Selama ini, masyarakat Flotim harus menempuh jalan yang panjang. Perjalanan darat ke Kantor Imigrasi Maumere memakan waktu tiga sampai empat jam. Waktu terbuang, energi terkuras, biaya pun membengkak. Mengurus paspor atau dokumen keimigrasian serasa bepergian jauh ke luar kota. Ironi pelayanan publik yang harus segera diakhiri.
| Gambar dari Pixabay |
Mendekatkan Negara kepada Rakyat
Langkah strategis ini sudah dimatangkan. Pembahasan intensif dilakukan di Larantuka. Plh. Kepala Kanwil Ditjen Imigrasi NTT, Saroha Manullang, turun langsung. Ia menegaskan, pembentukan kantor ini adalah pengembangan organisasi yang krusial. Tujuannya satu: memperluas dan mendekatkan layanan keimigrasian.
Negara harus hadir di tengah masyarakat. Akses layanan paspor tidak boleh menjadi momok perjalanan. Kantor baru di Kota Nagi ini akan memangkas jarak pelayanan yang selama ini terasa jauh. Saroha Manullang menyebutnya sebagai upaya nyata mendekatkan negara kepada rakyat.
Bupati Flores Timur, Anton Doni Dihen, menyambut rencana ini dengan antusias. Ia paham betul kesulitan warganya. Perjalanan melelahkan ke Maumere adalah beban yang nyata. Kehadiran Kanim Larantuka akan mengubah segalanya.

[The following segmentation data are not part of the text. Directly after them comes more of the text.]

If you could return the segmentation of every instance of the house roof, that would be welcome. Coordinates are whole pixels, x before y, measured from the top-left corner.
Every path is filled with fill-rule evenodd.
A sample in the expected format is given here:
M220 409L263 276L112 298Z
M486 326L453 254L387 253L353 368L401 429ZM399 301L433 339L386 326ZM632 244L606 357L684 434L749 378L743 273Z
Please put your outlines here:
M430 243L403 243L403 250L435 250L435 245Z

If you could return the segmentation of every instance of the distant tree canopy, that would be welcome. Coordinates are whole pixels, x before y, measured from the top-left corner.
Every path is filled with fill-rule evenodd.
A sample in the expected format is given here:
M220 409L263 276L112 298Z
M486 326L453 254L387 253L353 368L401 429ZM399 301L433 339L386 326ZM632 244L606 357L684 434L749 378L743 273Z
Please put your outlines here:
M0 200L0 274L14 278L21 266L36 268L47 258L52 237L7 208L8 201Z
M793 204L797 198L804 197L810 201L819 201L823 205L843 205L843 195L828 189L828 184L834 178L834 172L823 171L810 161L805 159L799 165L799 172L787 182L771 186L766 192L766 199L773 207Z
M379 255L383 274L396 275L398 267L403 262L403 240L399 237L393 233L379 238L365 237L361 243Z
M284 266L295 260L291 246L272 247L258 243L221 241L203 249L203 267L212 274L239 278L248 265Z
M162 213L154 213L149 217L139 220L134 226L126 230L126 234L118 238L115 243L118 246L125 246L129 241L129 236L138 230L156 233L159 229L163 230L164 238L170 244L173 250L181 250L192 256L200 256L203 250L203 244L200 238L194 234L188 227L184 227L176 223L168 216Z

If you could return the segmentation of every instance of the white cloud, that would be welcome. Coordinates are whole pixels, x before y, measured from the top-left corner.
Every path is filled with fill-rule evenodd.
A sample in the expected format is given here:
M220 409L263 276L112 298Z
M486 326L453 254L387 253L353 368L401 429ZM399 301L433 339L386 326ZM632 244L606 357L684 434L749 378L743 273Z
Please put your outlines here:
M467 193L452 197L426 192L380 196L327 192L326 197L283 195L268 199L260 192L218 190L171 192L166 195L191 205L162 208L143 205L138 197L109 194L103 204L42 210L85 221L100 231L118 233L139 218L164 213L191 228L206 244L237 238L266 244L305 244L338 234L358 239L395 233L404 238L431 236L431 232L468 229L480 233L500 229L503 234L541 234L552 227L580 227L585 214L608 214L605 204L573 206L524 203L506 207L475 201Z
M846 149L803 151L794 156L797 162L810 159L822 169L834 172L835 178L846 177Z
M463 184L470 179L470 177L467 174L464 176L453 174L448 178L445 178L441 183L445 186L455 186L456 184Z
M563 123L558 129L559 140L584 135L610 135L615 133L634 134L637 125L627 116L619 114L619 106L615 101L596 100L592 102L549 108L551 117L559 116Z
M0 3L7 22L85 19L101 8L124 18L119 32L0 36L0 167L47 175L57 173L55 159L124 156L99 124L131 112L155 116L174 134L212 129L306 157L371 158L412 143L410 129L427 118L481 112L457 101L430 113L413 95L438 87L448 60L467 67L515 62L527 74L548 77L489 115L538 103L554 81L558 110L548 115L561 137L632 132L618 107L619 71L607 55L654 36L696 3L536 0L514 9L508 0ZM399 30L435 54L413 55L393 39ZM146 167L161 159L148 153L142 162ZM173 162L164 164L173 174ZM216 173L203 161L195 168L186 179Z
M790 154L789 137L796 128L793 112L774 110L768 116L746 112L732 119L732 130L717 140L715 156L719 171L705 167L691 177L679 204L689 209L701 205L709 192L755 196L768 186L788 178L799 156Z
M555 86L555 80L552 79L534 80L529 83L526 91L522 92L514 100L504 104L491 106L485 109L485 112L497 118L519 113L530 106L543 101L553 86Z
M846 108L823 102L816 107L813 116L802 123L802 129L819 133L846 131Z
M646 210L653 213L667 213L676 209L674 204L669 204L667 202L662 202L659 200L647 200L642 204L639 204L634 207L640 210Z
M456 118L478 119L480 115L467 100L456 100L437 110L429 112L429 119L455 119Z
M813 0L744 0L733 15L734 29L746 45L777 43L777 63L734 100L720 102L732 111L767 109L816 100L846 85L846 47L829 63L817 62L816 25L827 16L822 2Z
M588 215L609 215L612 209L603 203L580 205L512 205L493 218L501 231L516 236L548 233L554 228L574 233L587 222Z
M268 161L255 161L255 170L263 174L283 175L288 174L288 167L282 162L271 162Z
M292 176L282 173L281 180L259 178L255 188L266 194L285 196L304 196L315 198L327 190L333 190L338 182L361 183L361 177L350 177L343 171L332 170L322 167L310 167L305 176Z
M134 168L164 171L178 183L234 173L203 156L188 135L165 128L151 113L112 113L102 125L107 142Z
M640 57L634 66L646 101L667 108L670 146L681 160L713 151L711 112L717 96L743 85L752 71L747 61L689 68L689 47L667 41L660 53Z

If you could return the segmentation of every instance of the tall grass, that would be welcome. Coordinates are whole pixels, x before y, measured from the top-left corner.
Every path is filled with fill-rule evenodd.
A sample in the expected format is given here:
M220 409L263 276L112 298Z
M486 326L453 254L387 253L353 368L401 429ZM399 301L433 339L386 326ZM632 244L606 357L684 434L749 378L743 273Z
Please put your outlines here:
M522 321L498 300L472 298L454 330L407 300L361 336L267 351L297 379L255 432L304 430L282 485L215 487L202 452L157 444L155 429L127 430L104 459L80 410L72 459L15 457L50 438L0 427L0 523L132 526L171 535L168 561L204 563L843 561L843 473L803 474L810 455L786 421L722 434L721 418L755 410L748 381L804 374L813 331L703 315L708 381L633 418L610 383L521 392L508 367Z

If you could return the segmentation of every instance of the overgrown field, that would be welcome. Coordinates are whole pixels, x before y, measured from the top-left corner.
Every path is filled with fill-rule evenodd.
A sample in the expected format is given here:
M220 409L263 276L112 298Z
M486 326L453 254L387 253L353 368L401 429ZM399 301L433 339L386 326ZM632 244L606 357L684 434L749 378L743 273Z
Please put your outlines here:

Manfaat Ganda Kanim Larantuka
Kanim Larantuka akan memiliki multi fungsi vital. Ia tidak hanya mengurus dokumen paspor. Peran pentingnya adalah mendorong sektor ekonomi dan pariwisata lokal. Layanan yang cepat dan dekat menjadi kunci investasi.
Perlindungan Pekerja Migran Indonesia (PMI)
Salah satu fokus utama adalah perlindungan Pekerja Migran Indonesia (PMI). Banyak warga Flotim merantau, terutama ke Malaysia. Kondisi ini sering dimanfaatkan oleh praktik percaloan. Proses pemberangkatan non-prosedural menjadi ancaman serius.
Kantor Imigrasi di Larantuka akan menjadi tameng. Prosedur keberangkatan akan terpantau lebih ketat. Edukasi keimigrasian yang sesuai hukum bisa diberikan langsung. Ini adalah bentuk pengawasan dan perlindungan pemerintah daerah yang konkret. PMI akan mendapatkan kemudahan layanan paspor. Mereka juga terhindar dari risiko hukum yang tidak perlu.
Keberadaan Kanim Larantuka juga akan memperkuat fungsi pengawasan orang asing. Pengawasan lalu lintas orang di kawasan strategis ini menjadi lebih optimal. Kedaulatan negara melalui pengawasan imigrasi akan terjaga. Semua sejalan dengan program prioritas nasional.
Komitmen Pemkab Flotim dan DPRD sangat kuat. Mereka siap menyiapkan lahan dan gedung operasional. Sarana dan prasarana pendukung lainnya juga menjadi tanggung jawab daerah. Sinergi antara pemerintah daerah dan Imigrasi ini adalah kunci. Percepatan realisasi pembentukan kantor ini harus segera diwujudkan.
Akselerasi Pelayanan Publik
Langkah pembangunan kantor baru ini adalah akselerasi nyata. Ia mencerminkan visi reformasi birokrasi yang diidamkan. Pelayanan publik yang prima harus diupayakan secara maksimal. Larantuka kini menanti kantor Imigrasi baru. Titik terang ini membawa harapan besar.
Harapan akan layanan yang mudah, dekat, dan berwibawa. Warga Flotim tidak perlu lagi menempuh perjalanan panjang dan melelahkan. Negara kini benar-benar hadir di depan pintu mereka. Ini adalah cerita tentang jarak yang dipangkas. Ini kisah tentang birokrasi yang membalik badan. Ia bergerak mendekat, bukan menjauh dari rakyat. Semua demi Flotim yang lebih maju dan terlindungi.